Rod Liddle Rod Liddle

Pretty astonishing: Black Country, New Road’s Ants From Up There reviewed

There are still pockets of brilliance in pop. The rewards from this youngish Cambridge band are immense

issue 19 February 2022

Grade: A+

It is not true, fellow boomers, that there is nothing new under the sun nor no good new music being made. Just almost nothing new and almost nothing good. The majority is indeed toxic landfill, rehashes of that least appealing of decades, the 1980s, and performed by pasty-faced, limp-wristed, deluded woke idiots whose chief concern is to tell you their gender.

But there are yet pockets of brilliance, just as there were in 1975 and 1995 — and this youngish Cambridge band (the only other place they could have come from is Oxford) inhabit one of those pockets. Upon completion of this, their second album, the lead singer Isaac Wood left the band because, so far as I could tell from his confused message on the band’s website, he was going round the bend. But don’t let that put you off.
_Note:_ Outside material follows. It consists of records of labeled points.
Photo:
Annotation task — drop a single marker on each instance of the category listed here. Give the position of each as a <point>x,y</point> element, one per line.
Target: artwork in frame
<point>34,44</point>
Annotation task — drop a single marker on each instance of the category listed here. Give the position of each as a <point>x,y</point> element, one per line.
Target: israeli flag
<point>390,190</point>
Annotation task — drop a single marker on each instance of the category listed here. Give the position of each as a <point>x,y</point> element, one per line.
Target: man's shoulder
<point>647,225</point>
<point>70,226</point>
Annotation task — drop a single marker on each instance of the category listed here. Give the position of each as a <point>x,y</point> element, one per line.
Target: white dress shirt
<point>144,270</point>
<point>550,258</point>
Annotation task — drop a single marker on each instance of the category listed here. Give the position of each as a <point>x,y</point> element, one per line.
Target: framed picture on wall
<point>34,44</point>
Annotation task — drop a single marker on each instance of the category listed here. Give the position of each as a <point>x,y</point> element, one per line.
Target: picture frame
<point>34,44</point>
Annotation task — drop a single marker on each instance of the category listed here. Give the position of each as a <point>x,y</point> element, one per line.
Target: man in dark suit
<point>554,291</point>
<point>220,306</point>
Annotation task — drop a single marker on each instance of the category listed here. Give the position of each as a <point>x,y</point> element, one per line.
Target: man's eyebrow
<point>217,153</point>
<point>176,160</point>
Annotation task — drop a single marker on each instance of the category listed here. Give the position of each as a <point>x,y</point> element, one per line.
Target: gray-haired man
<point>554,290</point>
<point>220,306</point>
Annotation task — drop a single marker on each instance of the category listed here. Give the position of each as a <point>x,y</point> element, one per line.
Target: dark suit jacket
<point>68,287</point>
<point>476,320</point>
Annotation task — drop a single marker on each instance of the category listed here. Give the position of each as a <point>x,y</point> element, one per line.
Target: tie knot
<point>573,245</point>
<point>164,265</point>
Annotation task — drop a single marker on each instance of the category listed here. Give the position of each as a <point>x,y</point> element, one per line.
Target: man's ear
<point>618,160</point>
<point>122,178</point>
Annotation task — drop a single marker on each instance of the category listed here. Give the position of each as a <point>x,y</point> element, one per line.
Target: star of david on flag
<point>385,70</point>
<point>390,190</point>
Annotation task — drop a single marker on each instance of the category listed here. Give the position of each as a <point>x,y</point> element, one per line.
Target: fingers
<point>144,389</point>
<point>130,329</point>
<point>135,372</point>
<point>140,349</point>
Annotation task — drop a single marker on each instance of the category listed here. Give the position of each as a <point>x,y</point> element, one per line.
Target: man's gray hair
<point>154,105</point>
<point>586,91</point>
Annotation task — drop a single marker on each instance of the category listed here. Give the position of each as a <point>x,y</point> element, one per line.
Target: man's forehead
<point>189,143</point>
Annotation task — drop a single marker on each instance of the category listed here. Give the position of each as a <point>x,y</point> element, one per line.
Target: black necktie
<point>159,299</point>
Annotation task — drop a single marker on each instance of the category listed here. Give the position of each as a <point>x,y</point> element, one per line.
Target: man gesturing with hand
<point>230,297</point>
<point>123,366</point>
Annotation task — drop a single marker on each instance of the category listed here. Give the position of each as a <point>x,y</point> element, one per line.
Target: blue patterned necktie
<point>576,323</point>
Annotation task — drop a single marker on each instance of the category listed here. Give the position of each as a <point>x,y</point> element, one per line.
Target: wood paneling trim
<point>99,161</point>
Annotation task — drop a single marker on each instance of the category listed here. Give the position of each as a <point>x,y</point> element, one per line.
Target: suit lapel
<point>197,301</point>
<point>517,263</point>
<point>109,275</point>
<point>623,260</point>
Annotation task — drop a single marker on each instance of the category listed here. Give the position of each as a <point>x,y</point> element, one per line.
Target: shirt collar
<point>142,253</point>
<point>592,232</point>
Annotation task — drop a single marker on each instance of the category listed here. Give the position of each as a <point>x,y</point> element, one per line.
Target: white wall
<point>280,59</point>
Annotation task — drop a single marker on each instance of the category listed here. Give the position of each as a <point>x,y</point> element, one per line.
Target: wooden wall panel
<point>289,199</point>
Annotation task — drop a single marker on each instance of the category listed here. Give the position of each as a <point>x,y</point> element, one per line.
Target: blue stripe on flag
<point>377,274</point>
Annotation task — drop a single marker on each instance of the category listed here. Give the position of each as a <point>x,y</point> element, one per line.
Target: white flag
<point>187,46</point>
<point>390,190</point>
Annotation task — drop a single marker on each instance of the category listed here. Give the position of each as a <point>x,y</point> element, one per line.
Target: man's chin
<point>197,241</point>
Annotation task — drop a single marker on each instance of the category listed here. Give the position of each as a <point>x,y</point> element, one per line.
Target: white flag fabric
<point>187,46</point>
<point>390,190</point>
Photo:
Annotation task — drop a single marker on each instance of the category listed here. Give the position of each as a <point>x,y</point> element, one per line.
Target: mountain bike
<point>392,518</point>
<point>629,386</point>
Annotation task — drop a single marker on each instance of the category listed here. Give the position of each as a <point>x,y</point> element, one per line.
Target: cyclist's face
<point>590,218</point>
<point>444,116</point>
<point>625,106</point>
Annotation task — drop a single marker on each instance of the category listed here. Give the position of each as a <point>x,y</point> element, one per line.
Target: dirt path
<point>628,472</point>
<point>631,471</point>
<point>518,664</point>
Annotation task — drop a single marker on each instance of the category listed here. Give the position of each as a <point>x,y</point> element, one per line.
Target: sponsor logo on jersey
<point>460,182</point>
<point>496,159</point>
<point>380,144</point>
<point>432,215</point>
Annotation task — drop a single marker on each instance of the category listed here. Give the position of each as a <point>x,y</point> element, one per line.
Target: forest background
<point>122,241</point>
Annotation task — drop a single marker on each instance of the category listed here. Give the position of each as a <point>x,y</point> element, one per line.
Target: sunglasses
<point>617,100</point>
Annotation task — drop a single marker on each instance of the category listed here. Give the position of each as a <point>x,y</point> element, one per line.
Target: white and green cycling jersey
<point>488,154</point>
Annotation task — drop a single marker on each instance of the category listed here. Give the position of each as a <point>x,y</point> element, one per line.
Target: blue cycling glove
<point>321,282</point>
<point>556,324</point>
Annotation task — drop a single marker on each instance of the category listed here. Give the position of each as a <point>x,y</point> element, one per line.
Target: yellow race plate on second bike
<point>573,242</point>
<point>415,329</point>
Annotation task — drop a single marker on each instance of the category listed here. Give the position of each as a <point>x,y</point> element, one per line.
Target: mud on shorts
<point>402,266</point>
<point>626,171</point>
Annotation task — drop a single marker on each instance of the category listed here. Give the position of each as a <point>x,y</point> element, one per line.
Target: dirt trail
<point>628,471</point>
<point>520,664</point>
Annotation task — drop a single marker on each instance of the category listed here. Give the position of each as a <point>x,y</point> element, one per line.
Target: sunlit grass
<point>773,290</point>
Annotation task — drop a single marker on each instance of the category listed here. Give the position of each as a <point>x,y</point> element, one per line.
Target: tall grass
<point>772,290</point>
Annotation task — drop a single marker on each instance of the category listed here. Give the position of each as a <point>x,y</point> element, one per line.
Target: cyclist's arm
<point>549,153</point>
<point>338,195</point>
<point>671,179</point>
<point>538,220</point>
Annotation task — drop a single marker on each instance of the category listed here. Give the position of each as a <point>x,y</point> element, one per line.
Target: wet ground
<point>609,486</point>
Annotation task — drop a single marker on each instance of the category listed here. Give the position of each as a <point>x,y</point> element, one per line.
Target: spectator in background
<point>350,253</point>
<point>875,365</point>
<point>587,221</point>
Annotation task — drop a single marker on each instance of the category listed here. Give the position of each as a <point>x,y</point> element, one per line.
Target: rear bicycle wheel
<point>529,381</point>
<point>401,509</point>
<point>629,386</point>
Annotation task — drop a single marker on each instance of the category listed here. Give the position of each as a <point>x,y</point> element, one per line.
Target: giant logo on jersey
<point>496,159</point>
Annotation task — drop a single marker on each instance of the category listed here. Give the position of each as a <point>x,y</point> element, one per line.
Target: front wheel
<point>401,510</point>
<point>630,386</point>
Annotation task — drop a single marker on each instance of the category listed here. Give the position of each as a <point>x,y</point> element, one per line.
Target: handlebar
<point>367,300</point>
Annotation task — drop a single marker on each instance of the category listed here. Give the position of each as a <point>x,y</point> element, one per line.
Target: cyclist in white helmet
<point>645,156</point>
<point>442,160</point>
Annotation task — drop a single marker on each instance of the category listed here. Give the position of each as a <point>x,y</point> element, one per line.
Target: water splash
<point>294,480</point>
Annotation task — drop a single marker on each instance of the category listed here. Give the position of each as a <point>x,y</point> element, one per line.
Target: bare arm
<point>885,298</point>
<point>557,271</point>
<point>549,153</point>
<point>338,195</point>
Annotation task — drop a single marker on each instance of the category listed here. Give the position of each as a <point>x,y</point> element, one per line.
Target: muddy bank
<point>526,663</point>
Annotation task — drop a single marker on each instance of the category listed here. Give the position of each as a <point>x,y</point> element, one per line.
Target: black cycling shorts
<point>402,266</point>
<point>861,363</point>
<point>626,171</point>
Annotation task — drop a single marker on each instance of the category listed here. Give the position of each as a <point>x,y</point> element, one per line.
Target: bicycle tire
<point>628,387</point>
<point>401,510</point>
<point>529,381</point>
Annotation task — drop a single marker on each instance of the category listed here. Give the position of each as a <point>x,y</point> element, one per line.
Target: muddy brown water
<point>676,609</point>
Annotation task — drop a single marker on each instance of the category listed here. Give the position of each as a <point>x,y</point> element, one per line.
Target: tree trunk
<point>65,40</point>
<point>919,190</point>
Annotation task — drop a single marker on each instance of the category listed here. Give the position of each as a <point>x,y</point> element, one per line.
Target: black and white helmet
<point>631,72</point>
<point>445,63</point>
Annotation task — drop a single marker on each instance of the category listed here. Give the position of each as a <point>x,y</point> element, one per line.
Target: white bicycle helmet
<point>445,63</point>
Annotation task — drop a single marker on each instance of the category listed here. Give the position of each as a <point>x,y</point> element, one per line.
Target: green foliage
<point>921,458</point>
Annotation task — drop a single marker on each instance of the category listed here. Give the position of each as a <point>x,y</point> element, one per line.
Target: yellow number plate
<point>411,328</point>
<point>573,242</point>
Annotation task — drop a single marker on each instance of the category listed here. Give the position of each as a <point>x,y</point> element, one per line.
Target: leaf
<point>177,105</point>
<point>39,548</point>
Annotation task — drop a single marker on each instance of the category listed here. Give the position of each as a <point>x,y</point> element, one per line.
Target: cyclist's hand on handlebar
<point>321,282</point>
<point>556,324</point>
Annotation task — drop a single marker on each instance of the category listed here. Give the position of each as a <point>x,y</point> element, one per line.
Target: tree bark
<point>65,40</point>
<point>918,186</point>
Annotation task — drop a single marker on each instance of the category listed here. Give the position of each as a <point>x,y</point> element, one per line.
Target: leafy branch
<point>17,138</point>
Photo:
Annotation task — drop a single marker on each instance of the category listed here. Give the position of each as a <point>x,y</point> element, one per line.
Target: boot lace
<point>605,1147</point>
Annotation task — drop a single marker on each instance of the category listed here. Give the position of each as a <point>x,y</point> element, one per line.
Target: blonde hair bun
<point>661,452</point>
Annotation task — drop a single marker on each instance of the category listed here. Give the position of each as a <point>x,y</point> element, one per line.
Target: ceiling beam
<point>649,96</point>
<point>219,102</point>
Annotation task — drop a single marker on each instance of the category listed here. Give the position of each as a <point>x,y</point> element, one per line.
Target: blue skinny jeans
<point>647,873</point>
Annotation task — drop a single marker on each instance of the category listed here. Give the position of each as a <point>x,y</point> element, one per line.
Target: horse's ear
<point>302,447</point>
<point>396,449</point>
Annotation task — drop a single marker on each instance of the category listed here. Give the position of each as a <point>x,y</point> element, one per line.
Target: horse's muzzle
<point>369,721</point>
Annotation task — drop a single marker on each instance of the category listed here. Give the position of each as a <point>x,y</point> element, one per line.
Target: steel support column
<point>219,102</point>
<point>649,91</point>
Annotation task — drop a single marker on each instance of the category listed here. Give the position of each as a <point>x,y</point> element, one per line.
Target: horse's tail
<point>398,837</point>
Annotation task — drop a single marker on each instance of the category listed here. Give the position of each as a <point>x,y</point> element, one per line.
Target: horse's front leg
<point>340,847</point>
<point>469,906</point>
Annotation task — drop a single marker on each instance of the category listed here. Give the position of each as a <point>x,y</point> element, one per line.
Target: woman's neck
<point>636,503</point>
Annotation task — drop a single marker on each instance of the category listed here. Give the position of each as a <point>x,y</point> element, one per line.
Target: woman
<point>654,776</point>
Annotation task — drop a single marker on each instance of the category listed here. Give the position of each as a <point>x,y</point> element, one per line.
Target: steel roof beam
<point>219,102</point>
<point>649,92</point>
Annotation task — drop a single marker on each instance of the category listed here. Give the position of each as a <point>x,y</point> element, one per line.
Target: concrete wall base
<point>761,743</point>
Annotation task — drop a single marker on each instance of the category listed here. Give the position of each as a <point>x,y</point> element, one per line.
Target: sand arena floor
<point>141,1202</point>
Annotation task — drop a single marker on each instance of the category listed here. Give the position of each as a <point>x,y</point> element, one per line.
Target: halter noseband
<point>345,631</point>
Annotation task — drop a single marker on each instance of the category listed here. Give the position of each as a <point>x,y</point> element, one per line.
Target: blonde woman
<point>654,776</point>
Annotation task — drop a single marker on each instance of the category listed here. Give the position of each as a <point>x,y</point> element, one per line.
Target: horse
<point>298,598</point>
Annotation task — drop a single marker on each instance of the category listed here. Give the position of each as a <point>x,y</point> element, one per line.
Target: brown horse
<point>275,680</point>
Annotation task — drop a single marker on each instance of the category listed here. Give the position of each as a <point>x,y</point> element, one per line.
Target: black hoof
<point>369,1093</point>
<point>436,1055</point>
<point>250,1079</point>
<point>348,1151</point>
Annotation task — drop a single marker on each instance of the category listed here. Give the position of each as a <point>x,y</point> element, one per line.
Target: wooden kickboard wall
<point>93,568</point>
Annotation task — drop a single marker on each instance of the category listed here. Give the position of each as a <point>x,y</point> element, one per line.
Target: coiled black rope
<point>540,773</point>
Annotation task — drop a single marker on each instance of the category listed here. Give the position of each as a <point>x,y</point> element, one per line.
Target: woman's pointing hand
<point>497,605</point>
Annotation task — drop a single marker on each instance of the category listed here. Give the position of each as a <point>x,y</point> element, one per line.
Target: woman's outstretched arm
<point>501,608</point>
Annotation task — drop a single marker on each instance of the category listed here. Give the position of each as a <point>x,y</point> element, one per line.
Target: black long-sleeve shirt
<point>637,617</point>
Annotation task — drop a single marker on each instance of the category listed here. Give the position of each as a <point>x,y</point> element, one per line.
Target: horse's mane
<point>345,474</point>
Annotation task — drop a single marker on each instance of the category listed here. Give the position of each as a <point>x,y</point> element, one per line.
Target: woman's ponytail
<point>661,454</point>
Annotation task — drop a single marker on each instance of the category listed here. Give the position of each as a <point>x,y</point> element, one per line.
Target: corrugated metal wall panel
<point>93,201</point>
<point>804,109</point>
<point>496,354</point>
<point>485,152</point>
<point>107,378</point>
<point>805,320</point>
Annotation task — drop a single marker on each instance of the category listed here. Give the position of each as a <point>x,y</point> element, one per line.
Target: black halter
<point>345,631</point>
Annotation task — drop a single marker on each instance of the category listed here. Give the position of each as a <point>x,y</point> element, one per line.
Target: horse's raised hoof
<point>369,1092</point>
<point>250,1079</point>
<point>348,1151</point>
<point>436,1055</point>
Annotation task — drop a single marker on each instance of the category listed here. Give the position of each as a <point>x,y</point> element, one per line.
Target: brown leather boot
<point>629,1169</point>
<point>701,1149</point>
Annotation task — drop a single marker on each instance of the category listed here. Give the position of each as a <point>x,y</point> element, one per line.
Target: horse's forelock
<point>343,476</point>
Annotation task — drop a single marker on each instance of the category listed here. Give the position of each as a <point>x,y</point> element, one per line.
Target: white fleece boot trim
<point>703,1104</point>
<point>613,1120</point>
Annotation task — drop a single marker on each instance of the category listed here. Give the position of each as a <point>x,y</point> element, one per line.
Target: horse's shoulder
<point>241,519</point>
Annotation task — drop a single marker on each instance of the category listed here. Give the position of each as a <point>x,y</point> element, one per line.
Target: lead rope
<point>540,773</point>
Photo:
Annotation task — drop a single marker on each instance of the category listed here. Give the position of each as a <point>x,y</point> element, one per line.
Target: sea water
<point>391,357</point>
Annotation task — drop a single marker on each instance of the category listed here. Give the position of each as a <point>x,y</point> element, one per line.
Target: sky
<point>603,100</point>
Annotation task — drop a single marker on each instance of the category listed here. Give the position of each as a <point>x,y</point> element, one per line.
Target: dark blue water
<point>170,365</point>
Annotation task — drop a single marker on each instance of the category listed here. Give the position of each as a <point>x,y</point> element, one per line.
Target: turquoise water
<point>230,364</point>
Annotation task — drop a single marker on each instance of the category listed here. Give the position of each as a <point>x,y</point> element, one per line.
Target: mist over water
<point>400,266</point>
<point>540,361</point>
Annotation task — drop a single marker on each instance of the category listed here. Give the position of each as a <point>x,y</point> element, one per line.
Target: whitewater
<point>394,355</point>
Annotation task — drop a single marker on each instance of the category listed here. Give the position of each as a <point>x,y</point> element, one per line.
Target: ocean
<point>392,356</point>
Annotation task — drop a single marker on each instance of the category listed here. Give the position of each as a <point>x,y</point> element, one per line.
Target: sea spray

Filed casually under post-rock and post-punk and usually compared to the vastly inferior Arcade Fire, this is a pretty astonishing album for its sheer breadth of musical invention.

It owes more to jazz and modern classical music than rock and were it not for Wood’s fragile vocals — which sometimes bring to mind a likeable village idiot — that is where they would reside, I think. They have added to their repertoire of weird time signatures and the usual stop-start stuff an extraordinary melodic flair — at its best here on the minimalist ‘Holdern’ and the exquisite ‘Mark’s Theme’. They have a tendency towards the anthemic — hence the Arcade Fire comparisons — but have sufficient restraint to employ deferred gratification: you wait for the songs to resolve themselves, and when they do the reward is immense. They are something new under the sun.